Dave Martin dave.martin@linaro.org writes:
However, there's not really anything fundamentally architecture-specific about this problem, and ideally the solution and the directives should not be architecture-specific either. One option which appeals to me is to have some directives which can exist across all architectures, and do something analogous to what .set push and ,set pop do on MIPS.
FWIW, this sounds like a really good idea to me. I won't argue about the syntax (I have no particular preference).
I feel that the environment should also include global, target-independent state such as the current macro mode (.altmacro versus .noaltmacro) and current ELF section stack state, but not symbols or macro definitions themselves.
Sounds reasonable. To state the obvious, we'd have to make the existing target-dependent groupings (like .set push/pop on MIPS) work with this new scheme, but those directives musn't affect this extra target-independent information.

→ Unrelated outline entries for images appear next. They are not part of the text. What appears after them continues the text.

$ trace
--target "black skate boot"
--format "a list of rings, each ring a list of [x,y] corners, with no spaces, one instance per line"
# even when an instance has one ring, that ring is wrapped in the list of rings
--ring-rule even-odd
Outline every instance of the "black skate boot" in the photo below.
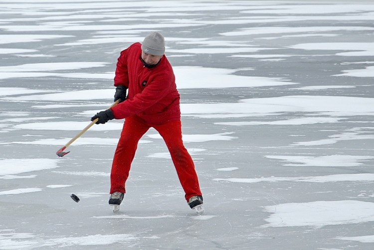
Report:
[[[192,196],[188,200],[188,205],[192,209],[194,209],[198,215],[202,215],[204,213],[204,208],[202,207],[202,196]]]
[[[113,209],[113,213],[117,212],[120,210],[120,205],[124,197],[125,194],[119,192],[115,192],[110,195],[109,205]]]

So the new directives would interact with both the traditional .pushsection and the traditional target-dependent directives, even though those two features would otherwise remain independent.
That is, .pushsection and .set push/pop operate on conceptually separate stacks whoses pushes and pops can be freely mixed. But .pushsection and the new directives would need to be strictly stacked; pops must have the same form as their corresponding pushes. Combinations of .set push/pop and the new directives would also need to be strictly stacked.

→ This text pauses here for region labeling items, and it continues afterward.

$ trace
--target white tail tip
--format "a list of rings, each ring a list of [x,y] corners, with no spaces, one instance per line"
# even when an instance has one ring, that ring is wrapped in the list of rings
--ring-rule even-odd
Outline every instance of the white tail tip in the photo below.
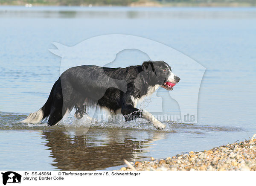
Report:
[[[30,113],[26,119],[20,122],[26,123],[36,123],[41,122],[43,119],[43,116],[44,113],[41,108],[37,112]]]

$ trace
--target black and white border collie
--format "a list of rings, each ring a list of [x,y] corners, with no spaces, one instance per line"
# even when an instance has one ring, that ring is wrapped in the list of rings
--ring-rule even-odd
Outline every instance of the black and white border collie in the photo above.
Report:
[[[49,117],[48,125],[54,125],[74,108],[74,116],[79,119],[86,113],[86,106],[96,105],[112,113],[121,111],[126,121],[143,117],[163,128],[165,125],[149,112],[136,108],[136,104],[159,87],[172,90],[180,80],[163,61],[145,61],[126,68],[72,67],[55,82],[44,105],[21,122],[36,123]]]

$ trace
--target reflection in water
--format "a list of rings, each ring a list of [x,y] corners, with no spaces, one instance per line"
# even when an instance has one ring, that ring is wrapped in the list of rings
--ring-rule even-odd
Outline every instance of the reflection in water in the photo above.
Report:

Nothing a bit of code can't handle though.
Richard
Hi,
On Thu, Aug 11, 2011 at 4:22 PM, Richard Sandiford richard.sandiford@linaro.org wrote:
Dave Martin dave.martin@linaro.org writes:
However, there's not really anything fundamentally architecture-specific about this problem, and ideally the solution and the directives should not be architecture-specific either. One option which appeals to me is to have some directives which can exist across all architectures, and do something analogous to what .set push and ,set pop do on MIPS.
FWIW, this sounds like a really good idea to me. I won't argue about the syntax (I have no particular preference).
Thanks for the feedback.
I feel that the environment should also include global, target-independent state such as the current macro mode (.altmacro versus .noaltmacro) and current ELF section stack state, but not symbols or macro definitions themselves.
Sounds reasonable. To state the obvious, we'd have to make the existing target-dependent groupings (like .set push/pop on MIPS) work with this new scheme, but those directives musn't affect this extra target-independent information. So the new directives would interact with both the traditional .pushsection and the traditional target-dependent directives, even though those two features would otherwise remain independent.
That is, .pushsection and .set push/pop operate on conceptually separate stacks whoses pushes and pops can be freely mixed. But .pushsection and the new directives would need to be strictly stacked; pops must have the same form as their corresponding pushes. Combinations of .set push/pop and the new directives would also need to be strictly stacked.
Exactly so -- I didn't spell it out in the previous mail, but I would expect the MIPS .set push/pop directives to operate on a subset of the state touched by the new directives, with a separate state stack from that used by the new directives. The .set push/pop stack (and likewise PowerPC's .machine stack) shouldn't be manipulated by the new directives. This ought to allow for full backwards compatibility.
For directive nesting, your suggestion sounds sensible: because the existing directives manipulate separate state, they must continue to be freely mixable, but all push/pop pairs would need to be properly nested around (or inside) any .pushenv/.popenv pairs. Misuse should be easy to detect by tracking the depth of the various stacks, and an error can be thrown if the user does something bad.
This should mean that people can have new--style or old-style macros and mix them without any unpleasant surprises, providing that any macro containing a .pushenv has a matching .popenv. (An unbalanced directive in a macro is useful in certain situations though, and we should allow it in the same way as for existing directives. In such cases, some competence would be required from the user, but that's not different from the current situation.)